A friend recently asked if you could surgically make someone sound better. My explanation was it’s not a testable thing (you can’t really test a voice to check if it’s good before you consider the operation complete). So it’d be tough to test unlike visible surgeries like a nose job. I was wondering if there’s a scientific way to check if someone sounds good when they sing rather than testing by hearing them.
In: Biology
There are a couple issues with these assumptions. Let’s start with the actual physical act of singing (I’ll touch on the concept of if someone “sings well” afterward). Singing uses a whole complex set of interrelated systems: your vocal chords in your larynx, the shape of your throat, how you shape your mouth, your nasal cavity, etc. Small changes (ie the shape of your lips, position of your tongue) in one part can have large effect on the sound that exits your mouth. Much of singing is about technique: muscular mastery of these systems to get the exact pitch(es) and timbre the singer is aiming for. It takes years and years to gain the command to have an actual “good voice”.
Because this system is so complex, your voice is constantly changing: hour by hour, from day to day, and even over the course of your entire adult life. Think about how much you voice changes when you get just the sniffles, not even a full-blown cold. Test results at one point in time would not match results from another point in time.

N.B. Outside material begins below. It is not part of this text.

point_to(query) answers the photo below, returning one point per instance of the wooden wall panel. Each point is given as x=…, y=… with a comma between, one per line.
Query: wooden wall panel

Lastly, what does it mean to “sing well”? That is a very subjective notion. Different cultures, and even different people within a culture, will define such a trait differently. Let’s pick American singing tradition. Listen to any top 40 song today and then go listen to a pop song from 100 years ago. [For example, try this one right here.](https://www.youtube.com/watch?v=-Ao63TvxvPk) The singing techniques are wildly different and any scientific audio analysis would give different results. Edith Day is going for a different vocal sound than modern singers. Let’s pick Adele. Can you definitively say from this that Edith Day here sings better than Adele or vice versa? And we are just dealing with Western style music here. Other cultures don’t even use the same pitches and scales that America does.